Chicken and bacon pate
Although I have only made pate/terrine once before, it seems the kind of dish that you can put most things in, so be bold - play with those tastes and textures
- 400 g packet of chickens' liver
- 300 ml Milk
- 3 bulbs garlic, broken into cloves, smashed, peeled but basically left whole
- A little oil
- Lots of ground black pepper
- 500 g belly pork, rind removed and roughly chopped
- 400 g bacon off cuts. Our supermarket sells 400 g packets of off-cuts for a few pounds. You certainly don't need expensive sliced bacon for this.

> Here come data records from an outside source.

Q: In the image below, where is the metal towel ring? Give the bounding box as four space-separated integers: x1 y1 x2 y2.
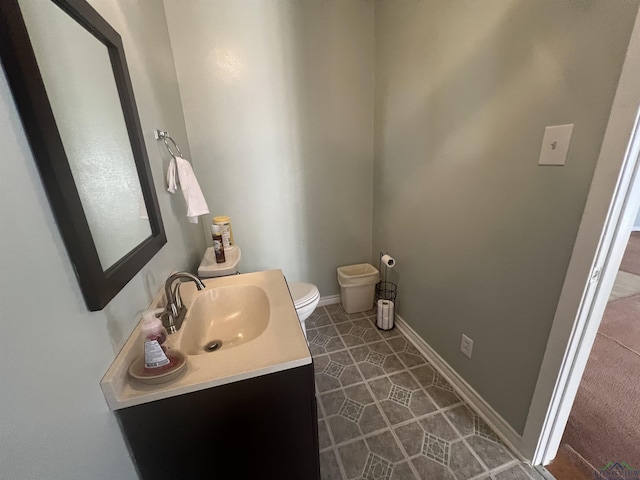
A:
154 129 183 158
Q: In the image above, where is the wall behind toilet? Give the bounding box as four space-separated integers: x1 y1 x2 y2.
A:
164 0 374 295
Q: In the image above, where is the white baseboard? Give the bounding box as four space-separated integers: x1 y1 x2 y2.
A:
318 294 341 307
394 314 524 458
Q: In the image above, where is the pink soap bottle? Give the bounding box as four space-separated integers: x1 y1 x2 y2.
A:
140 308 169 369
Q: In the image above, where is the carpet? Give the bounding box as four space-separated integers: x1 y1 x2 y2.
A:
620 232 640 276
598 294 640 354
560 293 640 470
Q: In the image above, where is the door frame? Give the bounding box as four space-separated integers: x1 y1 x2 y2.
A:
520 9 640 465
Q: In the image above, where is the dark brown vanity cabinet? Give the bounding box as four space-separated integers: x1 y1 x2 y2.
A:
116 363 320 480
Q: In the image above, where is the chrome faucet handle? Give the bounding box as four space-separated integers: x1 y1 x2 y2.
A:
172 282 183 310
158 311 172 330
163 272 205 333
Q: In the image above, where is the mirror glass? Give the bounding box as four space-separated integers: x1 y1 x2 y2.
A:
19 0 151 270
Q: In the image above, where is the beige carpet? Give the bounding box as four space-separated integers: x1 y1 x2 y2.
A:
560 293 640 469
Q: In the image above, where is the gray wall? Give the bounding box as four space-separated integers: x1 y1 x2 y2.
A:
373 0 639 433
0 1 204 478
164 0 374 295
635 205 640 229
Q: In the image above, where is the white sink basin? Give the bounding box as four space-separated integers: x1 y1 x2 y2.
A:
178 284 270 355
101 270 311 411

- 1 small onion, peeled and quartered
- 1 stick celery, roughly chopped
- 150 ml dry, sherry
- 50 ml brandy
- A handful of cranberries
- 1 tablespoon dried mixed herbs or 3 tablespoons fresh chopped herbs
- Sea salt to taste
- Bunch of spring onions
- breadcrumbs as needed - about 2 cups
- bay leaves
- Soak the liver in milk for about an hour. This step is necessary for pig's liver, probably not for chicken liver - but the cats like the milk afterwards, so why not!
- Season the oil with lots and lots of black pepper. it flavours the oil so well.

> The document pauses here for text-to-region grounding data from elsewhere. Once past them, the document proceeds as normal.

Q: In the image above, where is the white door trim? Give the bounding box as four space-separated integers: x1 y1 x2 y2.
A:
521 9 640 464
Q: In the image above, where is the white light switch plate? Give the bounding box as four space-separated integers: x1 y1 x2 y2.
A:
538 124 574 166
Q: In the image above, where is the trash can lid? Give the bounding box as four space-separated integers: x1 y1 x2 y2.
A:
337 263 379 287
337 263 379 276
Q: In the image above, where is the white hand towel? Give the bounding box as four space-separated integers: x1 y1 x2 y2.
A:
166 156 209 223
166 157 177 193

- Gently fry the whole garlic cloves, celery and onion until golden.
- Drain the liver, pat dry and blend in a food processor with the garlic, celery and onion until you have a purée. Reserve to another bowl for now.

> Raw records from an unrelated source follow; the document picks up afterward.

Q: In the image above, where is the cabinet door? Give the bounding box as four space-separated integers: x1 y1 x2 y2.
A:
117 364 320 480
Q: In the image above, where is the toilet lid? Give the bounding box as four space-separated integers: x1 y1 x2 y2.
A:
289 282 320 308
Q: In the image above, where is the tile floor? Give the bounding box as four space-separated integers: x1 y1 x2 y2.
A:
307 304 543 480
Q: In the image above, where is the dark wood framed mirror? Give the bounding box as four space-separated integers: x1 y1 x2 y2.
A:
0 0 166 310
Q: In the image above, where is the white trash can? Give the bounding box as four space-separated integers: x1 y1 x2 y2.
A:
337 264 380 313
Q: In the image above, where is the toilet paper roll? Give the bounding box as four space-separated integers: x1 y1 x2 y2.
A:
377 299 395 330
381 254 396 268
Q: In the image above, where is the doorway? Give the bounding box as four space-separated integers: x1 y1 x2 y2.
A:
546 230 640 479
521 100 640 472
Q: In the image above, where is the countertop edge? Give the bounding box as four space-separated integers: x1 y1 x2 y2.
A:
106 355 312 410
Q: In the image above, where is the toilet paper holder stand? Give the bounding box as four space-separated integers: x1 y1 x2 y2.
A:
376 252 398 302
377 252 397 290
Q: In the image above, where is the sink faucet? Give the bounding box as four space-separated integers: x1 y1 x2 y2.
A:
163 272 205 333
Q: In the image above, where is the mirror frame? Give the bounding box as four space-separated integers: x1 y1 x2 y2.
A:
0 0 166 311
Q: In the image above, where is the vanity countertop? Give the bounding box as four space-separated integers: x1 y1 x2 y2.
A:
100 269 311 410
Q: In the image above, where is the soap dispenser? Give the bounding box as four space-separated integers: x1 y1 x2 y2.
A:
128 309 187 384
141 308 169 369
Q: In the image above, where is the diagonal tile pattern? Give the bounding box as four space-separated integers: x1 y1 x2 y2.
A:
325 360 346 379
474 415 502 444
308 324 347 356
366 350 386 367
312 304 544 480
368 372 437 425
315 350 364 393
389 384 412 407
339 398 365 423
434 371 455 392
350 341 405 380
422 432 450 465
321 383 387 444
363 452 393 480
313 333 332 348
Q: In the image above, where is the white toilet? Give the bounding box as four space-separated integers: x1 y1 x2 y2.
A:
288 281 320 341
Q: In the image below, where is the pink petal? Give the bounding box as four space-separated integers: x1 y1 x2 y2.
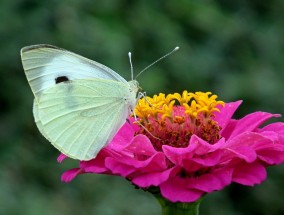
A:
232 162 267 185
189 135 226 154
227 132 284 164
162 135 224 166
105 153 167 177
226 133 261 162
79 148 115 173
132 167 180 187
105 157 135 176
214 101 242 131
107 122 135 150
189 151 223 166
80 160 109 174
181 160 205 173
228 132 273 150
186 168 233 192
160 177 204 203
226 145 257 163
258 131 281 143
61 168 82 182
57 154 67 163
109 134 157 159
258 149 284 165
137 153 167 172
220 119 237 139
124 134 158 156
226 131 284 164
259 122 284 135
229 112 280 139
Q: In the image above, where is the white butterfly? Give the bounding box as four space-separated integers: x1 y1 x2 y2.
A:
21 44 140 161
21 44 179 161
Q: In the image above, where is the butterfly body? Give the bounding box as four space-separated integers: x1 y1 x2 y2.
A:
21 44 139 160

- Reserve enough bacon to line the terrine and chop the remainder, together with the belly pork add to the food processor with the herbs and the salt. Blend to a rough mix. Pick through the mix and remove any gristly bits.
- Fold into the chicken livers
- Add the sherry, brandy and cranberries to the meat and mix well
- You should now have a sort of alcoholic meat soup! Add as much breadcrumbs as is needed to thicken to a heavy paste.
- Leave the mixture for several hours at room temperature or in the fridge overnight.
- Preheat the oven to 160 C/325 F/Gas 3.
- Line a 2 lb loaf tin with lightly greased tin foil.
- Lay thin slices of bacon across the length and depth of the the tin, allowing them to hang over the side.
- Line the base, lengthways, with a layerspring onions
- Spoon the terrine mixture into the tin, layering with spring onions
- Pull over the bacon pieces so that they cover the mixture.
- Lay the final pieces of bacon across the top of the terrine until it is covered and tuck them into the sides.
- Lay the bay leaves over the top.
- Cover the top of the terrine with double-thickness of tin foil, making a lengthways pleat to allow the steam to rise.
- Place the tin into a large roasting tin and fill it with hot water so that it comes half-way up the side of the bread tin and forms a rudimentary bain-marie. Add further water as and when it is necessary
- Cook for about two and a half hours, allowing an extra 15 minutes if the mixture has been refrigerated. The terrine is cooked when it has contracted from the sides of the tin and the juice runs yellow, when tested with a skewer.
- Remove from oven and whilst it is still hot, place several cans, eg tomatoes, horizontally and evenly on top of the foil, to press the terrine. Leave until completely cold.
- Chill for several hours or overnight, still weighted down.